When processing input columns in a plot command using the using spec, expressions inside parentheses are evaluated. If a $N (or column(N)) call within such an expression returns NaN, the entire expression is currently treated as undefined, even if the final evaluated result is a valid number.
I don't know if I should call it a bug or if it is a side effect of the spec.
This behavior seems to be introduced after Bug #1896 and related commit.
Here's an example:
$data <<EOD
1 5
2 4
3 3
4 NaN
5 NaN
6 3
7 5
EOD
Suppose we want to plot columns 1 and 2 with 'with boxes', replacing NaN values with 0 using an expression in the using spec.
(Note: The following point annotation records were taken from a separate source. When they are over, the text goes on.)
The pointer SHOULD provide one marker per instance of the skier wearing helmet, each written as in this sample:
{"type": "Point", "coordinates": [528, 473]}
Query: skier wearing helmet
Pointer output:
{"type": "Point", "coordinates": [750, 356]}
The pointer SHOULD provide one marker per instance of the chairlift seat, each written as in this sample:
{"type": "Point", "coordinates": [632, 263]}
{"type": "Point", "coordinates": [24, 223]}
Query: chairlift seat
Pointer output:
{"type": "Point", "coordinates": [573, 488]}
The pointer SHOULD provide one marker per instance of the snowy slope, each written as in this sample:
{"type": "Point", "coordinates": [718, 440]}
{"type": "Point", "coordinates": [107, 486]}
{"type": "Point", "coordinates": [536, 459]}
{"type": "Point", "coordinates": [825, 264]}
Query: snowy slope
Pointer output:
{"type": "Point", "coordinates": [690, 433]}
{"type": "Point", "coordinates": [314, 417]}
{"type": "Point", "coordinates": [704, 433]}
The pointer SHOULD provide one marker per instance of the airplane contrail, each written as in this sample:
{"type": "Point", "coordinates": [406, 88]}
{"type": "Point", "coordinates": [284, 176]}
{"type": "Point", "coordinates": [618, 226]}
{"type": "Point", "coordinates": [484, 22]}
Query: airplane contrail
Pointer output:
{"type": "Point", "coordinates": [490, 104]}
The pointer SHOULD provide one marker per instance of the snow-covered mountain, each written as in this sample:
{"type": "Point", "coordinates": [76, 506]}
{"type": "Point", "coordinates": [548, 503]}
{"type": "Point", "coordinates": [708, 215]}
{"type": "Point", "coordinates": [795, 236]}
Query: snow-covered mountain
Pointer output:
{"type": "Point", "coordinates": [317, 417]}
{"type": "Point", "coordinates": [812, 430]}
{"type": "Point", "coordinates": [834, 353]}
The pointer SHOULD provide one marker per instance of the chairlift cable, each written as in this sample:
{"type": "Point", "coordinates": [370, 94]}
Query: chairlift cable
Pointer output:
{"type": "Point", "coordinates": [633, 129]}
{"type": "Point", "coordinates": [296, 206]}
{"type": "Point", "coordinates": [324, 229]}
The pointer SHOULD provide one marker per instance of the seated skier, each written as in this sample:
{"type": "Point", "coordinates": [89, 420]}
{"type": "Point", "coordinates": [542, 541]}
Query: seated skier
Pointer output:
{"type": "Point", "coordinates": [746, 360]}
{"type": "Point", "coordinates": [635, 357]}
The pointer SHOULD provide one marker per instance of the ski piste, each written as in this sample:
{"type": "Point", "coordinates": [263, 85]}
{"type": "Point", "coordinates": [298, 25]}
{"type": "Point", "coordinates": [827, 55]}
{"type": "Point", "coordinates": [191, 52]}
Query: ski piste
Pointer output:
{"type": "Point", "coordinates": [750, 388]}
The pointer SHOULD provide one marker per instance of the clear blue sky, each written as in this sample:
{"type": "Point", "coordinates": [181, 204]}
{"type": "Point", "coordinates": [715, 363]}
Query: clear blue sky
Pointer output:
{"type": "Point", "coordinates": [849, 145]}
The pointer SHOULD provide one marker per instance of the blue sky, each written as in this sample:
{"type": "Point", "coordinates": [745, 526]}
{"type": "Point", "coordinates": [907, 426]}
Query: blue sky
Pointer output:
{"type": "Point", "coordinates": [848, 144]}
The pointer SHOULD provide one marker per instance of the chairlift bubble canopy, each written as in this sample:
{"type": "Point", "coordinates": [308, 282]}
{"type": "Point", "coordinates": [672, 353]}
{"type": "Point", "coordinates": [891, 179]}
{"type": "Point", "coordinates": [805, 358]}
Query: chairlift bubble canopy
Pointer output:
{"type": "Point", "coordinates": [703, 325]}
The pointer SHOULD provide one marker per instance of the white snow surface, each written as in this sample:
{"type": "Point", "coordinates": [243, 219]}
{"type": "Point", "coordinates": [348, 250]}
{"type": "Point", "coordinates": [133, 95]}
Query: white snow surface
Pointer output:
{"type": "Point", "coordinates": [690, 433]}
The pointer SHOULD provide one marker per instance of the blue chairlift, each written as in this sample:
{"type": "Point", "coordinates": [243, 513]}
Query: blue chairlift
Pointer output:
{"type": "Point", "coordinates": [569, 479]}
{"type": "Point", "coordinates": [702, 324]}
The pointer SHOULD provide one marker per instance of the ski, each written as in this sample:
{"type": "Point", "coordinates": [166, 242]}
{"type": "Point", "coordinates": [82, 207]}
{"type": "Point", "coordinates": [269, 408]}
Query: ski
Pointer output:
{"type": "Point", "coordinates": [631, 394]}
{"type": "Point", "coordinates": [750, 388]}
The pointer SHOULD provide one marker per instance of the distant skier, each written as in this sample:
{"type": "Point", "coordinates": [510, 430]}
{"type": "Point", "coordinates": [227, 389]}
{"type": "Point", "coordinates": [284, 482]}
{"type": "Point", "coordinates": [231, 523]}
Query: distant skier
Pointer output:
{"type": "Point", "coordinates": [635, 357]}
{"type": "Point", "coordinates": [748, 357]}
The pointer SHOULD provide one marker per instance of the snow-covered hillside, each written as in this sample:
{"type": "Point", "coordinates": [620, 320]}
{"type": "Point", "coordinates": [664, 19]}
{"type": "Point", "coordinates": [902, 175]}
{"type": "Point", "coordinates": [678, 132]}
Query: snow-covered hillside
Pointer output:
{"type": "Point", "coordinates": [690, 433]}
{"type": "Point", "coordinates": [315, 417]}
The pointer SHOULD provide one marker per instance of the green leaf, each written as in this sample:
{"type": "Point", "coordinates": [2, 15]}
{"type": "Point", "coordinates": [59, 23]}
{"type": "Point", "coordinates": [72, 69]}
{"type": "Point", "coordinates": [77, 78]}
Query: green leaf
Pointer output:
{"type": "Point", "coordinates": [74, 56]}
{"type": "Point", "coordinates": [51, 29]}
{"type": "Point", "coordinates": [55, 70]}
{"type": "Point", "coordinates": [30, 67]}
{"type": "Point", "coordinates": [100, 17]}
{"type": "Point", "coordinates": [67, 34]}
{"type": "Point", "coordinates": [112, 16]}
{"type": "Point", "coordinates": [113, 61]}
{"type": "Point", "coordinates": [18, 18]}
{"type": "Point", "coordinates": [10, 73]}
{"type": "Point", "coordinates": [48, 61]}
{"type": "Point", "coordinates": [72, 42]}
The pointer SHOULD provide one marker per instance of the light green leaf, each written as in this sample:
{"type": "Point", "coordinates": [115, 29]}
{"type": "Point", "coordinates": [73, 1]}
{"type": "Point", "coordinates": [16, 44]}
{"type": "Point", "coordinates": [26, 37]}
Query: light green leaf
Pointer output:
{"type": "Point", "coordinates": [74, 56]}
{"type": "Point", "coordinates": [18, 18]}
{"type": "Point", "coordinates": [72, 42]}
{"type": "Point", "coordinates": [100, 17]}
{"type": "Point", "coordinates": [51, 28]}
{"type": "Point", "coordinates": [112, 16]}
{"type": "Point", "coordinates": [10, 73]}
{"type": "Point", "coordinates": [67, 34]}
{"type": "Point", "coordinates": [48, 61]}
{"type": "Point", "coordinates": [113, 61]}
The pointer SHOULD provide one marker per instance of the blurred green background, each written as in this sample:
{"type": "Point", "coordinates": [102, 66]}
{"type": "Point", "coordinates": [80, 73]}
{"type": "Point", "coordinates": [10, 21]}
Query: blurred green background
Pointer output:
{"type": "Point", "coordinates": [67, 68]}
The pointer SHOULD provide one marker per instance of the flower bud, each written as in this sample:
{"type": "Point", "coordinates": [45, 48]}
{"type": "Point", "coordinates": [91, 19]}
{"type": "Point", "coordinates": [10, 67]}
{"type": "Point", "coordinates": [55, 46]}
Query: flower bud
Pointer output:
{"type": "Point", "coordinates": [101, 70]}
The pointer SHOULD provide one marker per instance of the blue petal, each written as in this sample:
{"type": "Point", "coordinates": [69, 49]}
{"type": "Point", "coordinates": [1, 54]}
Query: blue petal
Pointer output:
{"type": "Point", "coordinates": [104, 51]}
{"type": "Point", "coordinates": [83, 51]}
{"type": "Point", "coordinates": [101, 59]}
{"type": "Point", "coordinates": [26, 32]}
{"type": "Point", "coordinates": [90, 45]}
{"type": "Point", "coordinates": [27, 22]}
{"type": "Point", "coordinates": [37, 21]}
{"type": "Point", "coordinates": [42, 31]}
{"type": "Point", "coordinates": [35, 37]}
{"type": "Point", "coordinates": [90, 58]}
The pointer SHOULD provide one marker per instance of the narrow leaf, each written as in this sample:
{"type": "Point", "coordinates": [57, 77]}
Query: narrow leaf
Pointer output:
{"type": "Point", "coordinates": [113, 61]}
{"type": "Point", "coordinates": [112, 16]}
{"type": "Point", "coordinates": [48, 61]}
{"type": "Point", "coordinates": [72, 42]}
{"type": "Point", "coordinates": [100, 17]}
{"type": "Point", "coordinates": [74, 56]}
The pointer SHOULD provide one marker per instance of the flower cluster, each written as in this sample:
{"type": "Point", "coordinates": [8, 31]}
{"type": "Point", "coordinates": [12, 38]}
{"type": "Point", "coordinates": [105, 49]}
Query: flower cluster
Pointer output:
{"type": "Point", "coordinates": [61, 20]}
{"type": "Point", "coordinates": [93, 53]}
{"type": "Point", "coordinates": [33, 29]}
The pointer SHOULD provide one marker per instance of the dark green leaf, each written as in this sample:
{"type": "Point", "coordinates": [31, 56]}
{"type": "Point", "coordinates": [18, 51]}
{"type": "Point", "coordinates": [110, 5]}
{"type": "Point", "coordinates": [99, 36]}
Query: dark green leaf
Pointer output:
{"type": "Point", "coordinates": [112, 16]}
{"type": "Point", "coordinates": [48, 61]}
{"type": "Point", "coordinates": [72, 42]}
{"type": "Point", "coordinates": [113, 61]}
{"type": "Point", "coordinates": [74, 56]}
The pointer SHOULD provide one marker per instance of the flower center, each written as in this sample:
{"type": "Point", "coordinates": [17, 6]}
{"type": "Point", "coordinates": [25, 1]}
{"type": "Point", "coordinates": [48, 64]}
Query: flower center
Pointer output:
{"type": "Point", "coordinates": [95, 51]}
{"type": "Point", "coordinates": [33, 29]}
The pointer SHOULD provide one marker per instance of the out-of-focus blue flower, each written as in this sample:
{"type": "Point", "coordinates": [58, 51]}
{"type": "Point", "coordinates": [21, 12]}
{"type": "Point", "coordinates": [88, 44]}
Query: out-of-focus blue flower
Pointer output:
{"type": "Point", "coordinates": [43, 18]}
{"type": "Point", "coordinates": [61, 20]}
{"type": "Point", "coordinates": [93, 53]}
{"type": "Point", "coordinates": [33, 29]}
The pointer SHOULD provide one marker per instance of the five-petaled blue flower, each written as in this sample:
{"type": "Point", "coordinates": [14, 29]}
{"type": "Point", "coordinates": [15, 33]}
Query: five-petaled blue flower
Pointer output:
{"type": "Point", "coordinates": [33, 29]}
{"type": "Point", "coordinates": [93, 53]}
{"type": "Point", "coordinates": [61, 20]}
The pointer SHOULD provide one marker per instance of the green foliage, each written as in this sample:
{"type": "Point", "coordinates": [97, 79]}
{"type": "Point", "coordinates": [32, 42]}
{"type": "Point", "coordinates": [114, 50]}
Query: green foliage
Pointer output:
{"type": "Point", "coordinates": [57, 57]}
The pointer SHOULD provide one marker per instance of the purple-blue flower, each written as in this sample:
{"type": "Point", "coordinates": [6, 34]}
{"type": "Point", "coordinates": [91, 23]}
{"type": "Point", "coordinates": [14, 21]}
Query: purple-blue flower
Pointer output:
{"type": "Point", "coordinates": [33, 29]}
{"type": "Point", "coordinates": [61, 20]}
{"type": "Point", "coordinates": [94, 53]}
This command works correctly:
plot $data using 1:(valid(2)?$2:0) with boxes
It replaces NaN at rows 4 and 5 with 0 as expected.
However, the following command fails, even though the final result of the expression should be the same:
isnan(x) = (x==x)?0:1
plot $data using 1:(isnan($2)?0:$2) with boxes
Here is meaningless example to describe the situation,
plot $data using 1:($2,$1) with boxes
Although the initial $2 reference in the comma expression has no effect on the final result, it seems to trigger an undefined flag due to the NaN, which causes the entire expression to be treated as invalid.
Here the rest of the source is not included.